I have repeatedly written here that "wireless mics are a legitimate use of spectrum (that) deserves more from FCC than benign neglect that allows most users only criminal spectrum squatting" . Yet FCC has taken no action even on the relatively simple issue in Docket 08-166 of evicting wireless mics from the spectrum that is now licensed to others after the DTV transition, let alone the more complex issue in Docket 08-167 of whether action should be taken against anyone for flaunting the Commission's rules and creating a de facto reallocation of spectrum.


The only way to avoid the inefficient use of white space that would result from preserving the present squatting of large numbers of users is to move towards a new method of serving wireless mic needs that does not give them exclusive, hence inefficient, spectrum.

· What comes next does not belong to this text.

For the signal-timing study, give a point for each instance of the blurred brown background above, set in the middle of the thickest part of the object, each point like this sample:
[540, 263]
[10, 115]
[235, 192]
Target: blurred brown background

Let me note that CMRS licensees already have the regulatory flexibility offer femtocell-like systems that transmit wireless mic signals on CMRS spectrum without interconnection to the public network - one way connections from the microphone to the theatre/church audio panel. While the microphones and analog-to-digital convertors (DAC) used in cell phones are not of sufficient sound quality for many wireless mic applications, there is enough CMRS bandwidth available now to permit adequate quality with better mics and DACs. If the CMRS crowd really wants 800 MHz below 3 GHz , maybe it should seriously think about helping FCC by proposing a practical alternative to the wireless mic impasse.


Another approach to solving wireless mic spectrum problems is to move this use to another band where it will have a compatible spectrum sharing partner. Since wireless mics are a distinctly short range service, such sharing should be possible. For starters, the 1435-1525 MHz aeronautical telemetry band might be considered.


But letting wireless mics just sit in white spaces will inevitably cause problems for both the current policy adopted under Docket 04-186 and any alternative path the Commission might go down.

1 comment:

Henry Cohen said...

A thoughtful and realistic commentary, one with which I generally agree, and I would venture most of my compatriots would as well. Two points though; one minor, one more significant:

1) Shure was hardly the only player in extensive marketing efforts to non-Part 74 eligible users; all wireless microphone manufactures (about a dozen or so) offering [type approved] product in North America participated in what could be construed as questionable target marketing.

2) Although I and my compatriots would happily consider almost any other spectrum to supplement the UHF-TV band for wireless operations, limitations due to physics come into play. Whereas >900MHz is fine for wireless intercom where voice quality is less critical, or cueing where the body worn device is a receiver, this upper spectrum is quite problematic for wireless microphones, especially body packs - the staple of theatrical (Broadway) productions: RF absorption by the human body is tremendous. This comes from years of experience of using STL band equipment and more recently actual field strength measurements. Further, complex stage sets and longer distances render this upper spectrum useless in many situations.

The point is, if consumers of live or live/taped events expect the same level of audio quality they experience today, we'll need to continue to have interference free use of some UHF-TV spectrum, at least until technology improves in as yet an unforeseen scope.